Abstract

ABSTRACT The precise microtubule array present in the heliozoan axopodium has been studied by experimental degradation by using the protein denaturing agent urea. Since concentrations used in typical applications were found to destroy the whole organism immediately, very dilute solutions, usually 0·15 M, were used to study axopodial retraction, which was shown to occur in 2 stages: the distal half reacts immediately and is lost in very few minutes, largely by release of segments, while retraction of the proximal half may extend over an hour. Recovery of axopodial length by removal of organisms to distilled water is possible if treatment is not carried to full axopodium loss, though organisms must be treated with solutions more dilute than 0·1 M to avoid lysis.

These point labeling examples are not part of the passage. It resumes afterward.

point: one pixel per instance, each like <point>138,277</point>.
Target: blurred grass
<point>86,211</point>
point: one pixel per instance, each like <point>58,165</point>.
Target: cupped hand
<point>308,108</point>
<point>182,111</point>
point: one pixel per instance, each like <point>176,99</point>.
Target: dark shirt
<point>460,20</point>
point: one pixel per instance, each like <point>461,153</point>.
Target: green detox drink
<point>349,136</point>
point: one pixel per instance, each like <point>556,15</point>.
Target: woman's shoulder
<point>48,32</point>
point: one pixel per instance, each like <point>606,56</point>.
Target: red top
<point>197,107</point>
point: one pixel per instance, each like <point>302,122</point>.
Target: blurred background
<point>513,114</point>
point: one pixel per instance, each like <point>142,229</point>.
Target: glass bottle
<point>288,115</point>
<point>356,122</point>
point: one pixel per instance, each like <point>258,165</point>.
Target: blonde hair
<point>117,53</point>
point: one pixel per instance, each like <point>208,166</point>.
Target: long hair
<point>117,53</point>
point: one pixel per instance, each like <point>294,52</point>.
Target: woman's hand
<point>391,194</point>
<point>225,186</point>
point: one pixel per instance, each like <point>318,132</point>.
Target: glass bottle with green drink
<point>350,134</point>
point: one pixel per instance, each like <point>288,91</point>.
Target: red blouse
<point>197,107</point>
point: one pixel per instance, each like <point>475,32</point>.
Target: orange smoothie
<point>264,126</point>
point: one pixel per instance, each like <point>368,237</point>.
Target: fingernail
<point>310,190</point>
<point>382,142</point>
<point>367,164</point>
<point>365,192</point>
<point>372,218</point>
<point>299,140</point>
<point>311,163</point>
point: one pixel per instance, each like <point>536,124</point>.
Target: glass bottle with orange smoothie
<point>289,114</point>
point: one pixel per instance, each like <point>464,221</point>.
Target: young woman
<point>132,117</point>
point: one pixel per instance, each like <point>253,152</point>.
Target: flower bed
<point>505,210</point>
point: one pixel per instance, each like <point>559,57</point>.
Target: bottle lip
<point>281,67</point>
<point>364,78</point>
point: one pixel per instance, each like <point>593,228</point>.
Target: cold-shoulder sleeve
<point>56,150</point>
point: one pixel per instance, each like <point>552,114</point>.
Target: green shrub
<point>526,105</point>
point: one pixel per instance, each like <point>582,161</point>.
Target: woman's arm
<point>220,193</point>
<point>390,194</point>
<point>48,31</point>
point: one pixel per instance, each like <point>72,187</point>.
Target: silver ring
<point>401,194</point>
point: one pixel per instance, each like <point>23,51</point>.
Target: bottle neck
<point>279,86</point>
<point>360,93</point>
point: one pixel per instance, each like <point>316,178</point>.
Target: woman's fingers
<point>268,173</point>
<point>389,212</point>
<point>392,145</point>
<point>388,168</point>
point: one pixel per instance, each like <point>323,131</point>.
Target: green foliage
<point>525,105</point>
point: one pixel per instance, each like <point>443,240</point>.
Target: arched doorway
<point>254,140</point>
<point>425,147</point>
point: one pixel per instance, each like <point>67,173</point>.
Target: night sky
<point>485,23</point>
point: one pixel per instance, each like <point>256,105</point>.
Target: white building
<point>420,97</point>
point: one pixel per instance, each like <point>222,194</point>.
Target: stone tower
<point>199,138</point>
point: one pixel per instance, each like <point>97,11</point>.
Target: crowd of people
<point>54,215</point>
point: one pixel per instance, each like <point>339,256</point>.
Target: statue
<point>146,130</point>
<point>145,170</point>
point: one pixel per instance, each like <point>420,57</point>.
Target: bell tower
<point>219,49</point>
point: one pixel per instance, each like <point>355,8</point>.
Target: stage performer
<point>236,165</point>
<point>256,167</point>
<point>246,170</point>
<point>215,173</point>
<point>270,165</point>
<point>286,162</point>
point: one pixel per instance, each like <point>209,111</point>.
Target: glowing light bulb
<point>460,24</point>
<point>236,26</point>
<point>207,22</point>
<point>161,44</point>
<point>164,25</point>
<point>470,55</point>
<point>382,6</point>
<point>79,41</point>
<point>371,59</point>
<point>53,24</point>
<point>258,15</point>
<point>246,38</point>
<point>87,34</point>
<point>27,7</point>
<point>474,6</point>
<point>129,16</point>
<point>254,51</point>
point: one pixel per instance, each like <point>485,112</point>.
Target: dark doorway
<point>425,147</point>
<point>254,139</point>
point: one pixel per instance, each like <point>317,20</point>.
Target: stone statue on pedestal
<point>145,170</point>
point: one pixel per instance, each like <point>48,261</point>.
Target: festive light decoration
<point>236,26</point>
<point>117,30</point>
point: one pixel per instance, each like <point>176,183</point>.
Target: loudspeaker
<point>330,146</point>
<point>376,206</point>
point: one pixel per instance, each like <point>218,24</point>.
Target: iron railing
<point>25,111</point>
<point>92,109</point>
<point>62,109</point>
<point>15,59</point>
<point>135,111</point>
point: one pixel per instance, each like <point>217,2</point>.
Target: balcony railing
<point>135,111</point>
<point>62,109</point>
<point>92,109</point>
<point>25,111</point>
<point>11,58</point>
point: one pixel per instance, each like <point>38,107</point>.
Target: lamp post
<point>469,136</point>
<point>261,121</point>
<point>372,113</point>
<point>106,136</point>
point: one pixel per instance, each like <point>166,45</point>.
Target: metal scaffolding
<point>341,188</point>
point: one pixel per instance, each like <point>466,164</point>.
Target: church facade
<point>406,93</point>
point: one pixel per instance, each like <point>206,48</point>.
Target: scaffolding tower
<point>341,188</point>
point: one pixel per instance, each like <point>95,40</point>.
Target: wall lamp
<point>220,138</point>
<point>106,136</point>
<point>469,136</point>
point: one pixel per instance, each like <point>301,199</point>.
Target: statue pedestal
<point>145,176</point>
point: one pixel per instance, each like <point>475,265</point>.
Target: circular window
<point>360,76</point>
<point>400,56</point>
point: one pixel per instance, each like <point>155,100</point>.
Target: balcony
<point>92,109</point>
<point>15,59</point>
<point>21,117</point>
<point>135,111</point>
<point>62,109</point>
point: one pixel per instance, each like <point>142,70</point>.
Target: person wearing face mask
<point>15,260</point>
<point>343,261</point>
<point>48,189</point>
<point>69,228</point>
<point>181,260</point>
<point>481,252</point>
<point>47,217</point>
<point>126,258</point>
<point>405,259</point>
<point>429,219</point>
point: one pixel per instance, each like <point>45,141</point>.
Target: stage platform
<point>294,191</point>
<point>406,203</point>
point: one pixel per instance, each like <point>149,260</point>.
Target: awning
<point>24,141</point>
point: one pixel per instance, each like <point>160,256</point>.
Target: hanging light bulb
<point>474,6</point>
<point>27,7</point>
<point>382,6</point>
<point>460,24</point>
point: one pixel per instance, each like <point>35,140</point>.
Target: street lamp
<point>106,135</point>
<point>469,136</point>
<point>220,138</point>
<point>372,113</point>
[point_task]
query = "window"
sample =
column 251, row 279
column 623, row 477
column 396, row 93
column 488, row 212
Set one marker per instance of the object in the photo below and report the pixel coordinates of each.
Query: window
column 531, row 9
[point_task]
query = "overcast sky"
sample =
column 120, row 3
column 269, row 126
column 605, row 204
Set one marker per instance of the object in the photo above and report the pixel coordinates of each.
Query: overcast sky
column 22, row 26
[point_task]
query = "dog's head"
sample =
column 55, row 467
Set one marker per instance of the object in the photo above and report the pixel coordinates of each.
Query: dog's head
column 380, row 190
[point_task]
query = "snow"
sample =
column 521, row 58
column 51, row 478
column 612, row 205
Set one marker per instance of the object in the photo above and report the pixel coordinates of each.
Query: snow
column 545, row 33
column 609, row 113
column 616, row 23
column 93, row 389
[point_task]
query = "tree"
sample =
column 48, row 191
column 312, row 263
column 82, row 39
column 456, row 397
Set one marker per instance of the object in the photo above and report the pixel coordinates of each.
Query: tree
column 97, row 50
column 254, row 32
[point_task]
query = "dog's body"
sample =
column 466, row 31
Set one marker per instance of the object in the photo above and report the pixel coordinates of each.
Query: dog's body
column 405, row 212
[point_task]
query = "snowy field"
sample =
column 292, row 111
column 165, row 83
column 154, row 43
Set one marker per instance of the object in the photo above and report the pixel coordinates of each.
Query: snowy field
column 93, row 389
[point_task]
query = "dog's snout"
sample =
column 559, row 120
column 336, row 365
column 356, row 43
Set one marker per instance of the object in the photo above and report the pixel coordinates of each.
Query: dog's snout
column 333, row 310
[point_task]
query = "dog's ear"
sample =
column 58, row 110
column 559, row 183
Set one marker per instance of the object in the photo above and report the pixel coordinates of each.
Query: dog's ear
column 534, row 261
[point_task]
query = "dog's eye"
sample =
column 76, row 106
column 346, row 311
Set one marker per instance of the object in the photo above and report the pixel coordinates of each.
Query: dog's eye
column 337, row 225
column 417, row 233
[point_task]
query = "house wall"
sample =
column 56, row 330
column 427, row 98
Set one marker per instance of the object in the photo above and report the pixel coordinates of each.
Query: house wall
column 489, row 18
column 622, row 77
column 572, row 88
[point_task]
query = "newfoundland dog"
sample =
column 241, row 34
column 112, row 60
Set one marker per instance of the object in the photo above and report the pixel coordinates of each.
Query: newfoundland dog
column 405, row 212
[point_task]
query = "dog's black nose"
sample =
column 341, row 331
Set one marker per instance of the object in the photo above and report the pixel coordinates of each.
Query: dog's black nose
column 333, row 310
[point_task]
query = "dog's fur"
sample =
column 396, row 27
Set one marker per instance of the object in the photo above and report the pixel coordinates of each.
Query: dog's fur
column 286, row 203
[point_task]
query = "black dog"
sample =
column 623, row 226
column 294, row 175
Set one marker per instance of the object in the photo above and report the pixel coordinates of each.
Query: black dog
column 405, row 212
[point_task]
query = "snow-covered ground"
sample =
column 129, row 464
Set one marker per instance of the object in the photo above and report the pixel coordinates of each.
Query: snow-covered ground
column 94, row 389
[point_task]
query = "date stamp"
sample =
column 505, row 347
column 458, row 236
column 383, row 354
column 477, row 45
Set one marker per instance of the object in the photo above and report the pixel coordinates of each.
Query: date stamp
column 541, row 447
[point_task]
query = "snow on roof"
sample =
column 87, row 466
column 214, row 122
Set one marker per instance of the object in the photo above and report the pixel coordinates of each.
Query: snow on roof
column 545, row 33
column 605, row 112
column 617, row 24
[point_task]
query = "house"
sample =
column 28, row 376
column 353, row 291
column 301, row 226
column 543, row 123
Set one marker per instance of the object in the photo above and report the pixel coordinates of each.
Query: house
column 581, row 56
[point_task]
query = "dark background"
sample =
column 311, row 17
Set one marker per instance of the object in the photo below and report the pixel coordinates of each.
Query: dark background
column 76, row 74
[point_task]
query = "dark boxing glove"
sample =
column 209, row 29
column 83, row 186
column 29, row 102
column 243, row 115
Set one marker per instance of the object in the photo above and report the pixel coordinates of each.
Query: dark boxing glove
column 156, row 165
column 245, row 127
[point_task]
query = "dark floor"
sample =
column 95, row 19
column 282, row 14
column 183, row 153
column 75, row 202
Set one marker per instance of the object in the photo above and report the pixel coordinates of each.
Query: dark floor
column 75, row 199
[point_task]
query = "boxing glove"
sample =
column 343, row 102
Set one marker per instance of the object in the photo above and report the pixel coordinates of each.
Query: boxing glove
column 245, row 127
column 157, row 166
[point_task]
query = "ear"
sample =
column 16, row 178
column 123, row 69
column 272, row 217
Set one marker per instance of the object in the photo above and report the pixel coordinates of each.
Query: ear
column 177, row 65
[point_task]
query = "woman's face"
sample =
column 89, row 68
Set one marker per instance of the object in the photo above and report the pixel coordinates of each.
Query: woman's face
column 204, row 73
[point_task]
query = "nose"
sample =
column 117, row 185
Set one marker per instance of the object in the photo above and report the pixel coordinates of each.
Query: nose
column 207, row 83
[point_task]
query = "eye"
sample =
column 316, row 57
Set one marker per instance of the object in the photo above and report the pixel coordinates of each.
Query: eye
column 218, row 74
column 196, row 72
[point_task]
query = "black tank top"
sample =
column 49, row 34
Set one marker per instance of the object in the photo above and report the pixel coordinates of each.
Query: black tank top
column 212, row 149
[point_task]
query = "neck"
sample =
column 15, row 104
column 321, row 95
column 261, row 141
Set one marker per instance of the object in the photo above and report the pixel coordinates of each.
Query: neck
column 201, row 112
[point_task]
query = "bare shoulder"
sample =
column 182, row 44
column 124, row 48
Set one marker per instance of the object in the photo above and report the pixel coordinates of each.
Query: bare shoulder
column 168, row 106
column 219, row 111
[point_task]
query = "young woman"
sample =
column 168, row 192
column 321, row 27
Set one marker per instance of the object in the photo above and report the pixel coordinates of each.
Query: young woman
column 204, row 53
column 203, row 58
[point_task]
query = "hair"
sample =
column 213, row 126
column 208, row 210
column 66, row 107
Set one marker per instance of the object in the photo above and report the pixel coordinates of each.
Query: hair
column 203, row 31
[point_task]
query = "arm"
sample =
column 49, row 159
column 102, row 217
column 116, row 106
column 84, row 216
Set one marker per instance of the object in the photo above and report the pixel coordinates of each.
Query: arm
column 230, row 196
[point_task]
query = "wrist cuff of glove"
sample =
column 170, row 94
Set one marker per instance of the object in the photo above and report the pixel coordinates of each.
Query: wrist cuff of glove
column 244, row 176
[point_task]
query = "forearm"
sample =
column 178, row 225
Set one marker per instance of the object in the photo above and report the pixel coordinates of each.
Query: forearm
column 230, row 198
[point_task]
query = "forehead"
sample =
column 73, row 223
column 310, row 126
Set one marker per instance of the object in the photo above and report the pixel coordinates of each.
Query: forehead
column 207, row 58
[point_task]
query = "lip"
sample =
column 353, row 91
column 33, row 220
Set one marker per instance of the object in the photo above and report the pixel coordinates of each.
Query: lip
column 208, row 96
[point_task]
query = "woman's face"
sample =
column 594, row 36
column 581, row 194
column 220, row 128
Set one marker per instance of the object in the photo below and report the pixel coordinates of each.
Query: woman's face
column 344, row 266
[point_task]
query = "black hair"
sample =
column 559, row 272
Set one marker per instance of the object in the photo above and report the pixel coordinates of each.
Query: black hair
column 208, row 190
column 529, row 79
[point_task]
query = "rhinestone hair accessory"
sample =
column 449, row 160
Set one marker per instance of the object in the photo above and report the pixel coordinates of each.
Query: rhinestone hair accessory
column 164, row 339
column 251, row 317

Electron-microscopic study of retracting axopodia showed degradation of micro tubules at innumerable points even in the proximal regions. Similar studies of untreated organisms showed that the typical microtubule array is found throughout the proximal portion but is progressively imprecise in the distal portion as the tip is approached. High lability to urea is therefore correlated with reduced order and reduced numbers of long linkage elements in the microtubule array. An intra-microtubule metastability is proposed and is discussed with regard to the formation of axonemes, the use of dilute urea to test microtubule stability differences, and the gradion hypothesis presented in previous work.